Insights·2026-06-23

How do you prevent coding agents from faking completion and sharing blind spots?

Coding agents fail in three recurring ways — false completion, unconsensused design, and single-model blind spots — and you close each with a harness layer: consensus, verification, and cross-review. The open-source harness oh-my-claudecode (OMC) ships ralplan, which forces a plan through a Planner-Architect-Critic consensus loop before any code; ralph, which declares done only after a separate reviewer verifies each user story; and ccg, cross-review that fills one model's blind spot with another. The gap in AI results usually comes from the harness, not the model.

How coding agents fail

Put a coding agent into real work and the failures take three shapes. First, it implements half the task and declares it done, reporting completion while tests are skipped and edge cases forgotten. Second, it pours out code from an under-discussed design, only to discover the direction was wrong. Third, it trusts one model's judgment and falls into that model's blind spot along with it.

None of these is a problem of model intelligence. They are problems of how the work is run — the harness. oh-my-claudecode (OMC) offers a workflow for each of the three gaps.

ralplan forces consensus before any code

ralplan is a consensus-based planning workflow. A Planner lays out principles, decision drivers, and two or more options; an Architect raises the strongest counter-argument; a Critic checks the verification standard and testable acceptance criteria.

The point is the loop. Planner, Architect, and Critic re-run up to five times until the Critic approves, and not a single line of code is touched before the plan passes. It catches design-stage mistakes before they are translated into code.

ralph treats completion as something to be verified

ralph is a persistence loop. It breaks the work into testable user stories written to prd.json and iterates on each until it passes. Progress and learnings persist across sessions, so it resumes even after stopping midway.

The key difference is the definition of done. ralph does not finish when it says so itself. Only after a separate reviewer verifies against the acceptance criteria is completion granted. The structure blocks passing off partial work as done, or deleting tests to make them pass.

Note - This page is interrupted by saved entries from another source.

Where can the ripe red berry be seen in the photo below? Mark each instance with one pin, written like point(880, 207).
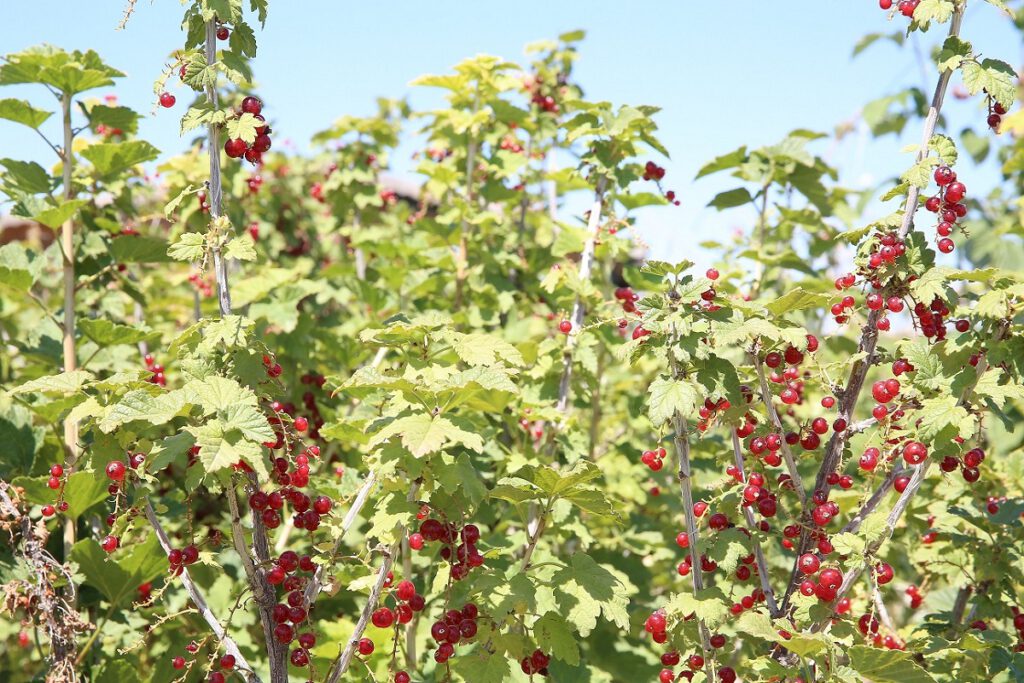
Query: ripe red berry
point(116, 470)
point(235, 147)
point(382, 617)
point(252, 105)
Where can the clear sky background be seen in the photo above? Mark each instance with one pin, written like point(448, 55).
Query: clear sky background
point(724, 74)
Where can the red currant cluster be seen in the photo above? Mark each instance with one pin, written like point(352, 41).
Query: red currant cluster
point(158, 376)
point(294, 611)
point(905, 7)
point(458, 626)
point(913, 593)
point(969, 465)
point(708, 412)
point(56, 482)
point(226, 663)
point(459, 546)
point(948, 204)
point(995, 113)
point(254, 182)
point(656, 626)
point(273, 369)
point(819, 538)
point(652, 171)
point(931, 318)
point(653, 459)
point(1019, 625)
point(178, 559)
point(536, 664)
point(201, 285)
point(628, 297)
point(828, 580)
point(238, 147)
point(755, 492)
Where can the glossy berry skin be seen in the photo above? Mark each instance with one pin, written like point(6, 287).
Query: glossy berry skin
point(252, 105)
point(116, 470)
point(235, 148)
point(382, 617)
point(944, 175)
point(809, 564)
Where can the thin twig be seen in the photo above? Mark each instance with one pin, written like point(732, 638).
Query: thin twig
point(345, 657)
point(869, 334)
point(197, 597)
point(759, 555)
point(791, 462)
point(586, 263)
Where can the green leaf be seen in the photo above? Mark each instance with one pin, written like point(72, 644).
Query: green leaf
point(730, 199)
point(942, 413)
point(22, 112)
point(101, 571)
point(244, 127)
point(945, 147)
point(28, 177)
point(83, 489)
point(997, 78)
point(553, 635)
point(585, 590)
point(460, 475)
point(797, 299)
point(723, 163)
point(105, 333)
point(241, 249)
point(112, 158)
point(884, 666)
point(483, 667)
point(116, 671)
point(482, 349)
point(423, 434)
point(64, 383)
point(188, 247)
point(141, 404)
point(933, 10)
point(54, 216)
point(138, 249)
point(953, 52)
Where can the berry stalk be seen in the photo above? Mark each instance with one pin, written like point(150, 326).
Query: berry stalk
point(869, 336)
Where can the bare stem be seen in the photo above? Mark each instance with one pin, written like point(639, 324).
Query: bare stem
point(345, 658)
point(197, 597)
point(759, 555)
point(791, 462)
point(586, 264)
point(70, 355)
point(869, 334)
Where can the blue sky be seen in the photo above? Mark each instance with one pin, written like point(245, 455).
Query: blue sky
point(725, 74)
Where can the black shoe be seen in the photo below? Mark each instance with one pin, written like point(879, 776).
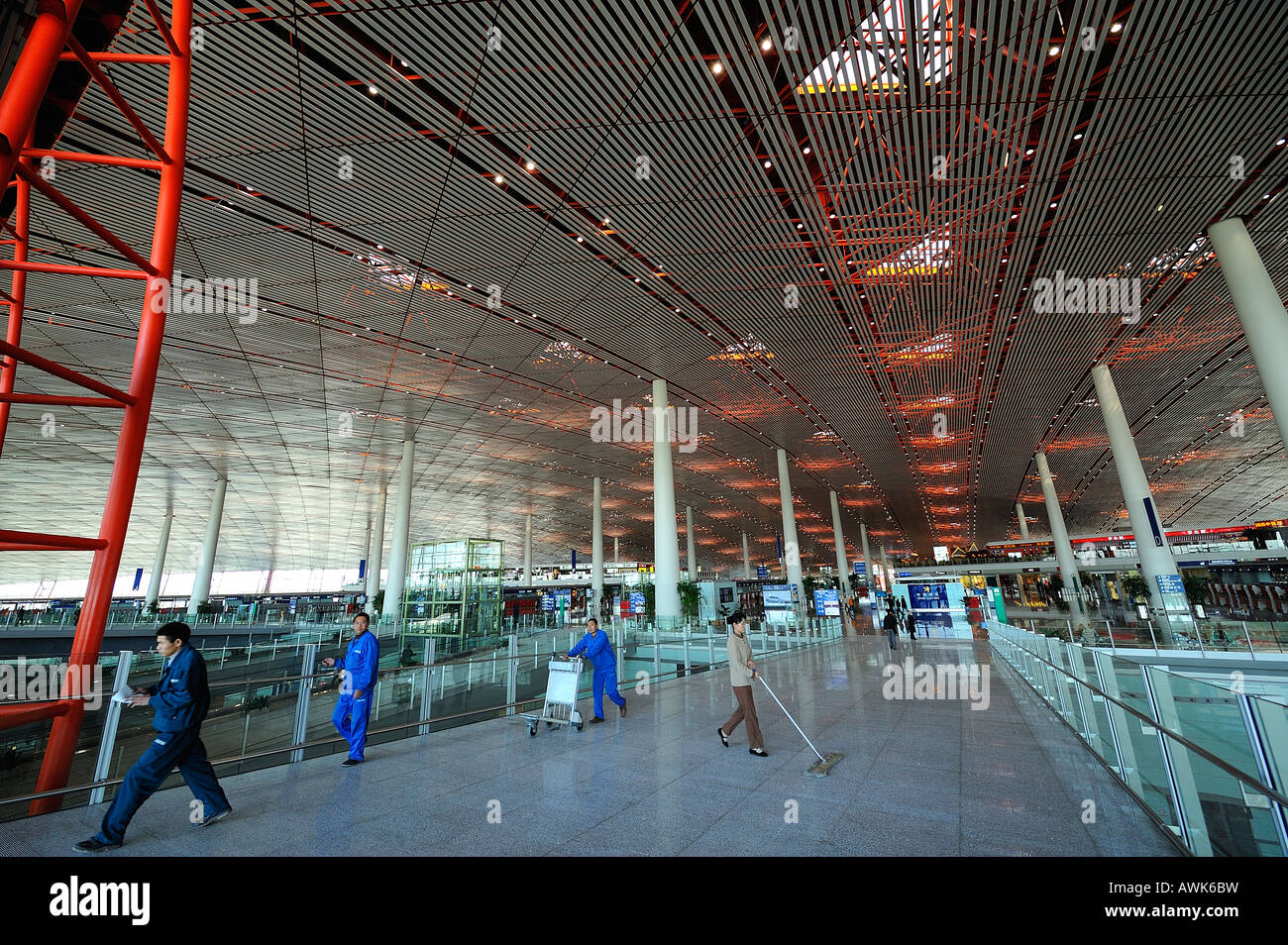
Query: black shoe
point(215, 817)
point(93, 846)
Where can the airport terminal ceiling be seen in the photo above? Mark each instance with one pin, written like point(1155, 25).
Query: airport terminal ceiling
point(820, 223)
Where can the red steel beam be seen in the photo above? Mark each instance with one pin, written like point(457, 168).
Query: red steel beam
point(117, 98)
point(107, 236)
point(30, 77)
point(59, 400)
point(65, 373)
point(64, 733)
point(62, 542)
point(64, 269)
point(17, 297)
point(115, 159)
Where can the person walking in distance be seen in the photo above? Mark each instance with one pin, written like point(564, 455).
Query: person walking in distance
point(179, 703)
point(742, 671)
point(599, 652)
point(892, 623)
point(360, 665)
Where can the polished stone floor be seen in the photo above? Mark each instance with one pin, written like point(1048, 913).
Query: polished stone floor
point(925, 777)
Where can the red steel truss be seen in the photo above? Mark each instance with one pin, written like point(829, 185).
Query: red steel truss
point(50, 43)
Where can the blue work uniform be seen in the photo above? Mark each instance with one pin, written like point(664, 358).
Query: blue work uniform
point(359, 665)
point(599, 652)
point(180, 700)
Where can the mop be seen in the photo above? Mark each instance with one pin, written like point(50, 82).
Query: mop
point(824, 764)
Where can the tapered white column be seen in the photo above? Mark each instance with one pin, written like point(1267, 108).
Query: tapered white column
point(694, 554)
point(1060, 538)
point(791, 545)
point(841, 568)
point(870, 572)
point(159, 562)
point(527, 551)
point(1153, 553)
point(395, 586)
point(596, 549)
point(1261, 312)
point(666, 546)
point(376, 553)
point(206, 563)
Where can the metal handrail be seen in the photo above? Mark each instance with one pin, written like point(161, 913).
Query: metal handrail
point(1202, 752)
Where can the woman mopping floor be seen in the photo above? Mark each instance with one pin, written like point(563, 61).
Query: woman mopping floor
point(742, 671)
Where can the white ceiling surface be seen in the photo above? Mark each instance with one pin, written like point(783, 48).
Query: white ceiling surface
point(500, 400)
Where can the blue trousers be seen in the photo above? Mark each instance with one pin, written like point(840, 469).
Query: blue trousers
point(167, 748)
point(351, 721)
point(601, 680)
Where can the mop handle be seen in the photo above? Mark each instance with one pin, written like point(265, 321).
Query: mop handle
point(793, 720)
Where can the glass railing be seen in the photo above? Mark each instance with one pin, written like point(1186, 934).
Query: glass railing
point(1216, 636)
point(273, 705)
point(1209, 763)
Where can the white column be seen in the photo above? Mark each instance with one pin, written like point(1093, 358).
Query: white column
point(694, 554)
point(666, 548)
point(159, 562)
point(527, 551)
point(376, 553)
point(841, 568)
point(394, 587)
point(1154, 555)
point(1261, 312)
point(1060, 538)
point(206, 563)
point(596, 550)
point(791, 545)
point(868, 570)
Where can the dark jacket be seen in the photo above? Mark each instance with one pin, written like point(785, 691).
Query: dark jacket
point(181, 698)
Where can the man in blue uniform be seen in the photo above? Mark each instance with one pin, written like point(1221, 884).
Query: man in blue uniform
point(360, 665)
point(180, 702)
point(599, 652)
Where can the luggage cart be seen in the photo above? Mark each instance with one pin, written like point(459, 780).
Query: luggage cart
point(561, 705)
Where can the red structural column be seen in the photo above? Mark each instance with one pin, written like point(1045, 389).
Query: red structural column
point(125, 472)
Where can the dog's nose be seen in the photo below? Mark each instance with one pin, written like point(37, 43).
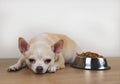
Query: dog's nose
point(39, 69)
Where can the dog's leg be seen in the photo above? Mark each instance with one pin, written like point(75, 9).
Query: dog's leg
point(18, 65)
point(52, 68)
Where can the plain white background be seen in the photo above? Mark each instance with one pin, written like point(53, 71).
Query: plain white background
point(93, 24)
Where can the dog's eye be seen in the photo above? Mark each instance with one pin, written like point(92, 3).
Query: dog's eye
point(47, 61)
point(31, 60)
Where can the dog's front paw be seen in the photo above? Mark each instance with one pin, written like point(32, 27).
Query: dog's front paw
point(52, 69)
point(14, 67)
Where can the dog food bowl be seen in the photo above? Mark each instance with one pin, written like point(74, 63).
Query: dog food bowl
point(89, 63)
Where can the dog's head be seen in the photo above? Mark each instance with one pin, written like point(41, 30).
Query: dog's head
point(39, 57)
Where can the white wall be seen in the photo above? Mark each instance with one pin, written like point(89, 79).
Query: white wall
point(93, 24)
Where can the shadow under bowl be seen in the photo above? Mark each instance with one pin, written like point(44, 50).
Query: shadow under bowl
point(89, 63)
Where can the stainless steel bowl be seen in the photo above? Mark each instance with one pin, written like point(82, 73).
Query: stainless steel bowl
point(89, 63)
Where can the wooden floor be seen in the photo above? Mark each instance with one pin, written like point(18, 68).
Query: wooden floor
point(68, 75)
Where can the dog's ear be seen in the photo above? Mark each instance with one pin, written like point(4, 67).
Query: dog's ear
point(57, 47)
point(23, 45)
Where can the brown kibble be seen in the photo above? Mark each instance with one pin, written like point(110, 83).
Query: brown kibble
point(90, 54)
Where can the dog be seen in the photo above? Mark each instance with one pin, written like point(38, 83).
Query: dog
point(46, 52)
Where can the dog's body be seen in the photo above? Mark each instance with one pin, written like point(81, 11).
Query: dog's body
point(46, 52)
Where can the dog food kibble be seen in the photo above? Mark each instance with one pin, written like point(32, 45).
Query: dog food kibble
point(90, 54)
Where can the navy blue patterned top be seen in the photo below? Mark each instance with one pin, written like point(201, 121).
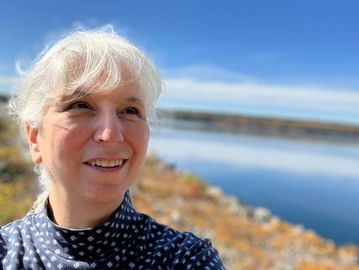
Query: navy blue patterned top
point(129, 240)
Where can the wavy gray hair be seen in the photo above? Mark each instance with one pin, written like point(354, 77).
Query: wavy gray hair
point(94, 60)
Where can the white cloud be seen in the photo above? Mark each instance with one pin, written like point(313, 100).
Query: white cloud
point(7, 83)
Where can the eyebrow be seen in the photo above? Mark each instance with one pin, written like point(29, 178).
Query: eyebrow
point(134, 99)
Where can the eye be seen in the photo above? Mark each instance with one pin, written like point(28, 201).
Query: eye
point(132, 111)
point(79, 105)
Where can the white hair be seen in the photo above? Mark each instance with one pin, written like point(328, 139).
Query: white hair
point(91, 60)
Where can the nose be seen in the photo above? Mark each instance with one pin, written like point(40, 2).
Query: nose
point(109, 129)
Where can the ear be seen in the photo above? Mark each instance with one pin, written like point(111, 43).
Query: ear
point(33, 139)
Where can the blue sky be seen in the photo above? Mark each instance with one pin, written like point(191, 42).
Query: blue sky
point(292, 59)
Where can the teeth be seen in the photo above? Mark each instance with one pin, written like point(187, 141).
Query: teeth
point(106, 163)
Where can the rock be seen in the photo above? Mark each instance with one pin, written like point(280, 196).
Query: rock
point(214, 192)
point(262, 215)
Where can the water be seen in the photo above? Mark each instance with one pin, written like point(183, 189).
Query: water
point(309, 183)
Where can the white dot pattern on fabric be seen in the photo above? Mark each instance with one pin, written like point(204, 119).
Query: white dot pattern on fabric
point(129, 240)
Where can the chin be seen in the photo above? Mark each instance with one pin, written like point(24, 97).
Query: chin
point(108, 194)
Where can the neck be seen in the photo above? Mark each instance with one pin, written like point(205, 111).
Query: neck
point(77, 214)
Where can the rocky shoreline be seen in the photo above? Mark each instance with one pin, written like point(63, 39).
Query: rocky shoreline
point(246, 237)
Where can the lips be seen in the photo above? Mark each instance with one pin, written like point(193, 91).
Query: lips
point(104, 163)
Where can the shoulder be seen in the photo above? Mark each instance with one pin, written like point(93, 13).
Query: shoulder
point(183, 249)
point(12, 234)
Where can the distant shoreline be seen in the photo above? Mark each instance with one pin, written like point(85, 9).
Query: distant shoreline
point(261, 126)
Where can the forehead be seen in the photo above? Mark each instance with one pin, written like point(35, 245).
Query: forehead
point(129, 92)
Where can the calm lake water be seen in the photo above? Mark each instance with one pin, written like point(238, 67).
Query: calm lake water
point(311, 183)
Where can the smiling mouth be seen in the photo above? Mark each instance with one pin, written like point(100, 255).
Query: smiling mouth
point(113, 163)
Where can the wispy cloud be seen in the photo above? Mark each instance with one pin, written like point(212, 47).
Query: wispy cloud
point(7, 83)
point(249, 96)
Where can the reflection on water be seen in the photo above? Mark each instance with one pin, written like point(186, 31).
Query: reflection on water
point(315, 184)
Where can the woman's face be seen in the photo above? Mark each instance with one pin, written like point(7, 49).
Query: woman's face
point(92, 147)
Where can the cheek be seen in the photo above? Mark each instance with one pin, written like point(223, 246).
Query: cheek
point(140, 140)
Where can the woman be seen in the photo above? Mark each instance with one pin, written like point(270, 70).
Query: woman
point(85, 106)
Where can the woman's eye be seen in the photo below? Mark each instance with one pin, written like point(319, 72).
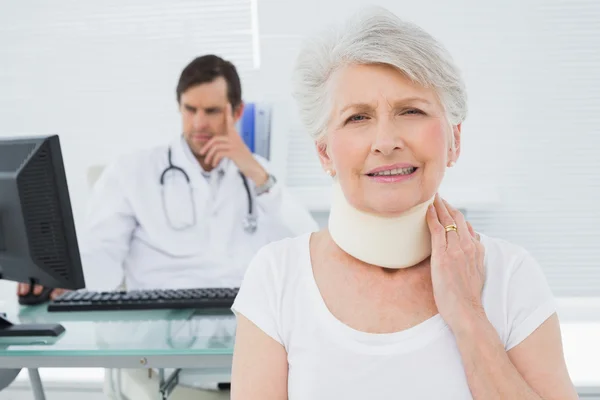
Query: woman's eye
point(356, 118)
point(412, 111)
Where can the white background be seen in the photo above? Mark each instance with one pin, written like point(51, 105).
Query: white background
point(103, 76)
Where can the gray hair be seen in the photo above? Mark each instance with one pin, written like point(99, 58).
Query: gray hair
point(374, 36)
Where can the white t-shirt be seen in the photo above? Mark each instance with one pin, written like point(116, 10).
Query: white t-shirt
point(329, 360)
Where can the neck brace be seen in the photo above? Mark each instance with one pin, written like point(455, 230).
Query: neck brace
point(390, 242)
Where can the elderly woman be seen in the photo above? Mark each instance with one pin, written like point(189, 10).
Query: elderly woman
point(399, 298)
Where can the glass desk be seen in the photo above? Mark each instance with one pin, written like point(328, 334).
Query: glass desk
point(203, 341)
point(157, 339)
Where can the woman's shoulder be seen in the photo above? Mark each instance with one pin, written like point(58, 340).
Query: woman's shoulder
point(516, 294)
point(501, 255)
point(281, 258)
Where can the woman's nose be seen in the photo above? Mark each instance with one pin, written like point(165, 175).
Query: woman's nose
point(388, 137)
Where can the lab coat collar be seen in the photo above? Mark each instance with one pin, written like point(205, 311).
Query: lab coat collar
point(230, 178)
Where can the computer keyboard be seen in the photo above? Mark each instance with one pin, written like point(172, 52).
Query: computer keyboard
point(144, 299)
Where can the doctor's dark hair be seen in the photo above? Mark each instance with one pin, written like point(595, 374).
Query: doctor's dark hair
point(206, 69)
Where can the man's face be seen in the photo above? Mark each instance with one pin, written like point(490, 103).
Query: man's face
point(203, 109)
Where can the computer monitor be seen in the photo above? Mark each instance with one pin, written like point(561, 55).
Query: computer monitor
point(38, 241)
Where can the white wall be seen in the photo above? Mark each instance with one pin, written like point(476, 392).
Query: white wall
point(103, 75)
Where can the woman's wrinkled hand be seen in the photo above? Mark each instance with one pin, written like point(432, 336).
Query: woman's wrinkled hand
point(457, 270)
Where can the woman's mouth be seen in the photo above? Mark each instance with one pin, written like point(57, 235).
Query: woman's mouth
point(393, 175)
point(395, 172)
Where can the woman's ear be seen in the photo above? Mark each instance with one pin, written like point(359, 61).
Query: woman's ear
point(326, 163)
point(455, 145)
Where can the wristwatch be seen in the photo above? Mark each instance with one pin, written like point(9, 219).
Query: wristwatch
point(265, 187)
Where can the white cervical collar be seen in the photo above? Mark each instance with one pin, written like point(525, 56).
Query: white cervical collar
point(396, 242)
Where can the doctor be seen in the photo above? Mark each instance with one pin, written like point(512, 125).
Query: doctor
point(191, 213)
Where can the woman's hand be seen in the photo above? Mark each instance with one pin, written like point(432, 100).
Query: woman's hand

ccg is cross-review that does not lean on one model

ccg is cross-review across three models — Claude, Codex, and Gemini. It asks Codex about architecture, correctness, risks, and test strategy, and Gemini about usability, alternatives, and documentation clarity, on the same problem at once.

Claude then synthesizes the two answers. The points where the two models disagree are the most valuable, because the blind spot one model misses is exposed by the other. It structurally trims the confirmation bias of single-model review.

Installation and the AX view

There are two install paths. The plugin route is /plugin install oh-my-claudecode; the npm route is npm i -g oh-my-claude-sisyphus@latest, both followed by /oh-my-claudecode:omc-setup to configure. To use cross-review, install the Codex CLI (npm install -g @openai/codex) and the Gemini CLI (npm install -g @google/gemini-cli) as well.

In enterprise AX work, most of 'we tried AI and it was underwhelming' comes from the harness, not the model. With the same model, running without consensus spins in place, stopping without verification piles up false completions, and trusting one model misses the blind spots. Change how the work is run before changing the model.